Georgia health officials identified the deceased individual as a 35-year-old man who had a history of heavy nicotine vaping, but no history of vaping THC. The Florida Department of Health has not released details about its fatality and did not immediately respond to a request for comment.
Most nationwide cases of vaping-related lung damage have involved individuals with a history of using products containing THC, though there have been cases of people who only used nicotine, according to the CDC.
As of this week, there are eight other vaping-associated illnesses in Georgia.
“All patients were hospitalized and developed pneumonia with no known infectious cause,” the Georgia Department of Public Health said. All of the individuals are between the ages of 18 and 68 and nearly all are male.
Florida has reported 27 known cases of lung damage associated with e-cigarette use this year.
Rep. Raja Krishnamoorthi (D-Ill.), the chair of House Oversight and Reform’s Subcommittee on Economic and Consumer Policy, which has held several hearings on the potential danger of e-cigarette use, urged that more needs to be done in response to the latest figures.
“Today I am dismayed to learn that the numbers are worse than we could have even imagined,” he said in a statement obtained by HuffPost. “This harrowing news reinforces my commitment to continue our subcommittee’s investigation into youth e-cigarette and vaping use in order to curb this growing public health crisis.”
On Monday, Kansas reported its second known death from a vaping-related illness. The first death was of a female resident over the age of 50 with underlying health conditions.
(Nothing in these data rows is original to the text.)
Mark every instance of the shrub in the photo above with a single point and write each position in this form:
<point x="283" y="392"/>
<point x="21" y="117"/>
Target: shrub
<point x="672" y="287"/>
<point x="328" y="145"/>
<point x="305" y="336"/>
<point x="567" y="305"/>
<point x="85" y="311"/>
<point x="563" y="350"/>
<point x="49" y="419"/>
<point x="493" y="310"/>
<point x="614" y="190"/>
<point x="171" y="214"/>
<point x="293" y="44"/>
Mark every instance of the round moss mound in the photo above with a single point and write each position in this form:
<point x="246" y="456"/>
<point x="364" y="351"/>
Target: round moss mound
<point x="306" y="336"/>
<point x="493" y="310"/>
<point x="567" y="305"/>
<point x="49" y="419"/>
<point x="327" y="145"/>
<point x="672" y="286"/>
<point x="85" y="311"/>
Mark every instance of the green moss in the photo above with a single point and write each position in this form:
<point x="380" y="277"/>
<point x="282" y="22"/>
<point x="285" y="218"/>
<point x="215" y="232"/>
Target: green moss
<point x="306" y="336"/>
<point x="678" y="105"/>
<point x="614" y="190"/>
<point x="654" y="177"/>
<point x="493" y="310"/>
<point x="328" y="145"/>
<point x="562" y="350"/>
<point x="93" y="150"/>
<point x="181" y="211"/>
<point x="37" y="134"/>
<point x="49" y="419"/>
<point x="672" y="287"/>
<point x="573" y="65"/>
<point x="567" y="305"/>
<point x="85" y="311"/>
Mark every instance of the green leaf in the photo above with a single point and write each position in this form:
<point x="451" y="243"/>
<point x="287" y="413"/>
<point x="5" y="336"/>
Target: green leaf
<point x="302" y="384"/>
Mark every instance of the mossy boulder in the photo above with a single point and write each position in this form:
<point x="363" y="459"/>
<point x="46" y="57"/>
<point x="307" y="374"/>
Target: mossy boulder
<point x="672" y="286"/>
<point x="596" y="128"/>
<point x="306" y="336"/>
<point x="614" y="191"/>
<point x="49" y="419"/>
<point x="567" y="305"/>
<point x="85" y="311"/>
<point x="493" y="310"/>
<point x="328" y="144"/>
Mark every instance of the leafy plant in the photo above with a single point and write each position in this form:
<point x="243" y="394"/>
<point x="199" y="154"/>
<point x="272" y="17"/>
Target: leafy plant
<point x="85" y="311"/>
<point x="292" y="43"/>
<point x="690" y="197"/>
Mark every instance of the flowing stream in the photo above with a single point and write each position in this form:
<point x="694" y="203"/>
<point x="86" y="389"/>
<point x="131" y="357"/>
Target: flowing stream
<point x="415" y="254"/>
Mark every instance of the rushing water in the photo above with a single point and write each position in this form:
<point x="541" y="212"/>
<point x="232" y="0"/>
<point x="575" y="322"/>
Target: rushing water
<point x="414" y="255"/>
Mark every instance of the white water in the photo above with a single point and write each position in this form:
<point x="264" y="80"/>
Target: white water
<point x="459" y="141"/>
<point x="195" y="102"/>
The second death was of a male over the age of 50 who also had underlying health conditions.
On Sept. 19, Missouri announced its first vaping-related death, identifying the individual as a man in his mid-40s. The man had normal lung function before he started vaping in May. Over the next three months, he developed mild respiratory symptoms that worsened, leading to his hospitalization in late August.
Similar deaths have been confirmed in California, Illinois, Indiana, Minnesota and Oregon, the CDC said.
This story has been updated to include a response from Rep. Krishnamoorthi, additional figures from the CDC and news of the Mississippi death.